Business logic that is intrinsic to a single entity belongs on the model ("is this subscription expired?"). Application-level orchestration that touches multiple models, fires events, sends notifications, or talks to external systems belongs in a service. Controllers handle only HTTP protocol concerns: parsing the request, calling the service, and returning the right status code and response format. This separation keeps each layer testable in isolation and limits the blast radius when requirements change.
Q: Should services be stateless, and why?

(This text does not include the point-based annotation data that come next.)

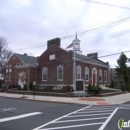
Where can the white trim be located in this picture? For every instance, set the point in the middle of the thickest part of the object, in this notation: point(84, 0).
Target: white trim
point(104, 76)
point(62, 73)
point(100, 75)
point(95, 76)
point(89, 62)
point(46, 73)
point(87, 73)
point(78, 66)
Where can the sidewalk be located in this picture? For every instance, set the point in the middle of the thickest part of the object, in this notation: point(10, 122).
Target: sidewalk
point(117, 99)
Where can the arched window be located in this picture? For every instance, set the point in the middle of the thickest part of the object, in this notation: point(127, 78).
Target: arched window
point(78, 72)
point(86, 73)
point(100, 75)
point(59, 73)
point(44, 74)
point(105, 76)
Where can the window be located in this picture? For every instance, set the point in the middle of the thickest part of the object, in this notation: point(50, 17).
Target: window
point(10, 68)
point(114, 75)
point(9, 77)
point(100, 75)
point(87, 74)
point(44, 74)
point(7, 69)
point(78, 72)
point(105, 76)
point(60, 73)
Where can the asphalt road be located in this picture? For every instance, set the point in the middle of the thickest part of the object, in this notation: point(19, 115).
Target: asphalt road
point(17, 114)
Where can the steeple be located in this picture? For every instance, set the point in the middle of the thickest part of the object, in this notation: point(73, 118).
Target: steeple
point(76, 45)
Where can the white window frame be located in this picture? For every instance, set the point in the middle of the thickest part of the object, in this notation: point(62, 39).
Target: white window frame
point(105, 76)
point(6, 77)
point(86, 73)
point(78, 72)
point(7, 70)
point(9, 77)
point(60, 74)
point(44, 73)
point(100, 75)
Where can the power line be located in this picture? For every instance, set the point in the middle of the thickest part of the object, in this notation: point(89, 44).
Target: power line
point(99, 28)
point(85, 32)
point(113, 54)
point(106, 4)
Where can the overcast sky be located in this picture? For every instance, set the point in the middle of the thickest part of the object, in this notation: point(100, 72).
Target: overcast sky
point(28, 24)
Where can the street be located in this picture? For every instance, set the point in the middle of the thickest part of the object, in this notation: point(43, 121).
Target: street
point(19, 114)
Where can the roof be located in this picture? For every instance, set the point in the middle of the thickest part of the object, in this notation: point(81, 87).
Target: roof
point(91, 60)
point(28, 59)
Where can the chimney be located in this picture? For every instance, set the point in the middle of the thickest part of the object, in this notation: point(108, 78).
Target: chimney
point(53, 42)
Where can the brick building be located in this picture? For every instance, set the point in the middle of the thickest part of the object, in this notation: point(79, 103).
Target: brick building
point(57, 68)
point(19, 70)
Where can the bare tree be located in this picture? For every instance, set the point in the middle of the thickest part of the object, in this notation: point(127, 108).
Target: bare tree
point(5, 54)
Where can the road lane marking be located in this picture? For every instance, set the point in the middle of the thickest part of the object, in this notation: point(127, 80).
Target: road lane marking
point(80, 120)
point(99, 109)
point(89, 115)
point(108, 119)
point(19, 117)
point(60, 118)
point(7, 109)
point(72, 126)
point(95, 111)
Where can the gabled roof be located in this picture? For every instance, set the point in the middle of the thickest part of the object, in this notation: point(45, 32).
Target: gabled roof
point(90, 60)
point(27, 59)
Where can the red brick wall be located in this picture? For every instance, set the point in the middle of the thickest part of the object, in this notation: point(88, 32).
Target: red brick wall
point(13, 73)
point(62, 57)
point(31, 73)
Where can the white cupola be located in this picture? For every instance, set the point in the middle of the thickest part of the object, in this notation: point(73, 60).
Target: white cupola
point(76, 45)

Yes. A service should accept all inputs as parameters to its methods and return results without storing state between calls. Stateless services are safe to register as singletons in the service container (Laravel's default binding behaviour), meaning no memory leaks from accumulated state across requests. They are also far simpler to test — you instantiate the service, call a method, and assert the result, with no need to reset internal state between test cases.
Q: What is the difference between an Application Service and a Domain Service?
An Application Service (like UserRegistrationService) lives at the application layer — it coordinates the use case, handles transactions, fires events, sends emails, and speaks to external systems. It knows about infrastructure. A Domain Service encapsulates domain logic that does not naturally belong to a single entity — for example, a TransferService that applies a money transfer between two Account objects according to business rules, without knowing about databases or HTTP. Domain Services are pure domain logic with no infrastructure dependencies, making them completely framework-agnostic.